Re: Debezium Flink EMR

Posted by Rex Fenley <Re...@remind101.com>.
This worked, thanks! Looking forward to the future releases :)

On Mon, Aug 31, 2020 at 5:06 PM Marta Paes Moreira <ma...@ververica.com>
wrote:

> Hey, Rex!
>
> This is likely due to the tombstone records that Debezium produces for
> DELETE operations (i.e. a record with the same key as the deleted row and a
> value of null). These are markers for Kafka to indicate that log
> compaction can remove all records for the given key, and the initial
> implementation of the debezium-format can't handle them. This issue is
> already documented (and solved) in [1].
>
> In the meantime, can you try adding "tombstones.on.delete":false" to the
> configuration of your Debezium MySQL connector? Marta
> [1] https://issues.apache.org/jira/browse/FLINK-18705
>
> On Tue, Sep 1, 2020 at 1:36 AM Rex Fenley <Re...@remind101.com> wrote:
>
>> Hi, getting so close but ran into another issue:
>>
>> Flink successfully reads changes from Debezium/Kafka and writes them to
>> Elasticsearch, but there's a problem with deletions. When I DELETE a row
>> from MySQL the deletion makes it successfully all the way to Elasticsearch
>> which is great, but then the taskmanager suddenly dies with a null pointer
>> exception. Inserts and Updates do not have the same problem. This seems
>> very odd. Any help would be much appreciated. Thanks!
>>
>> flink-taskmanager_1    | 2020-08-31 23:30:33,684 WARN
>>  org.apache.flink.runtime.taskmanager.Task                    [] - Source:
>> TableSourceScan(table=[[default_catalog, default_database,
>> topic_addresses]], fields=[id, customer_id, street, city, state, zip,
>> type]) -> Sink: Sink(table=[default_catalog.default_database.ESAddresses],
>> fields=[id, customer_id, street, city, state, zip, type]) (1/2)
>> (2b79917cb528f37fad7f636740d2fdd8) switched from RUNNING to FAILED.
>> flink-taskmanager_1    | java.lang.NullPointerException: null
>> flink-taskmanager_1    | at java.lang.String.<init>(String.java:566)
>> ~[?:1.8.0_265]
>> flink-taskmanager_1    | at
>> org.apache.flink.formats.json.debezium.DebeziumJsonDeserializationSchema.deserialize(DebeziumJsonDeserializationSchema.java:136)

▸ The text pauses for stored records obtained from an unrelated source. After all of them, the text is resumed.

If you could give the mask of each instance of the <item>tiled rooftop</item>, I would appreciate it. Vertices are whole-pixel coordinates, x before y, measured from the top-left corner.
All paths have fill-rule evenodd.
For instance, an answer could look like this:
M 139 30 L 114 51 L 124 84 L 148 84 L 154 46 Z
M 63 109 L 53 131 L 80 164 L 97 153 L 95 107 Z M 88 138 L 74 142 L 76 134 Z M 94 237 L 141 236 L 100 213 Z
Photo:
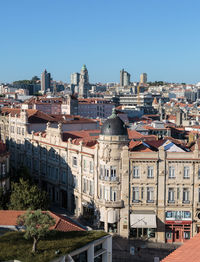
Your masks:
M 200 233 L 185 242 L 161 262 L 200 262 Z
M 0 210 L 0 227 L 1 226 L 16 226 L 17 218 L 20 215 L 23 215 L 26 211 L 21 210 Z M 84 231 L 82 227 L 77 225 L 72 220 L 67 217 L 57 215 L 48 211 L 48 213 L 56 220 L 56 224 L 52 229 L 59 231 Z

>> ~[flink-json-1.11.1.jar:1.11.1]
>> flink-taskmanager_1    | at
>> org.apache.flink.streaming.connectors.kafka.internals.KafkaDeserializationSchemaWrapper.deserialize(KafkaDeserializationSchemaWrapper.java:56)

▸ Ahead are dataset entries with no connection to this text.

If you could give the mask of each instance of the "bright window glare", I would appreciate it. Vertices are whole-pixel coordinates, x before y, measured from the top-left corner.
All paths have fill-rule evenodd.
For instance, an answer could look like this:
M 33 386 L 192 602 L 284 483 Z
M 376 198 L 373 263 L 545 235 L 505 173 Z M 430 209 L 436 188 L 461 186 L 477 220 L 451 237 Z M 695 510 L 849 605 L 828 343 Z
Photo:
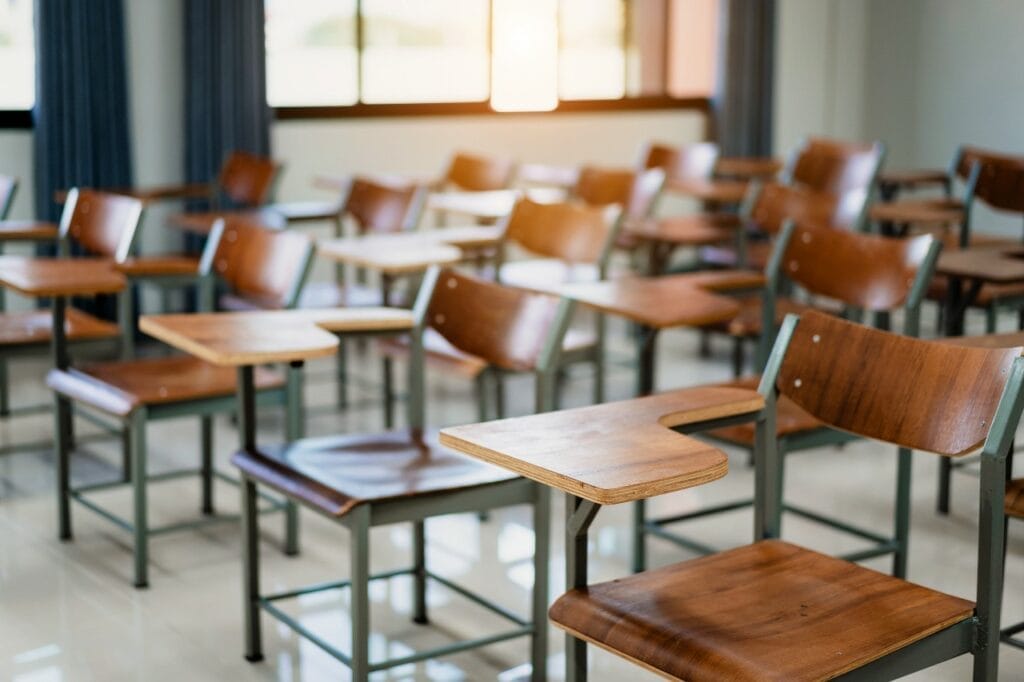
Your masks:
M 491 106 L 546 111 L 558 106 L 555 0 L 494 0 Z
M 32 4 L 32 0 L 0 0 L 0 110 L 31 109 L 36 103 Z
M 271 106 L 359 101 L 355 0 L 266 0 L 266 15 Z
M 487 0 L 363 0 L 363 101 L 487 99 Z
M 562 0 L 562 99 L 619 99 L 626 94 L 625 24 L 623 0 Z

>> ~[flink-jdbc-test-assembly-0.1-SNAPSHOT.jar:0.1-SNAPSHOT]
>> flink-taskmanager_1    | at
>> org.apache.flink.streaming.connectors.kafka.internal.KafkaFetcher.partitionConsumerRecordsHandler(KafkaFetcher.java:181)
>> ~[flink-jdbc-test-assembly-0.1-SNAPSHOT.jar:0.1-SNAPSHOT]
>> flink-taskmanager_1    | at
>> org.apache.flink.streaming.connectors.kafka.internal.KafkaFetcher.runFetchLoop(KafkaFetcher.java:141)
>> ~[flink-jdbc-test-assembly-0.1-SNAPSHOT.jar:0.1-SNAPSHOT]
>> flink-taskmanager_1    | at
>> org.apache.flink.streaming.connectors.kafka.FlinkKafkaConsumerBase.run(FlinkKafkaConsumerBase.java:755)
>> ~[flink-jdbc-test-assembly-0.1-SNAPSHOT.jar:0.1-SNAPSHOT]
>> flink-taskmanager_1    | at
>> org.apache.flink.streaming.api.operators.StreamSource.run(StreamSource.java:100)
>> ~[flink-dist_2.12-1.11.1.jar:1.11.1]
>> flink-taskmanager_1    | at
>> org.apache.flink.streaming.api.operators.StreamSource.run(StreamSource.java:63)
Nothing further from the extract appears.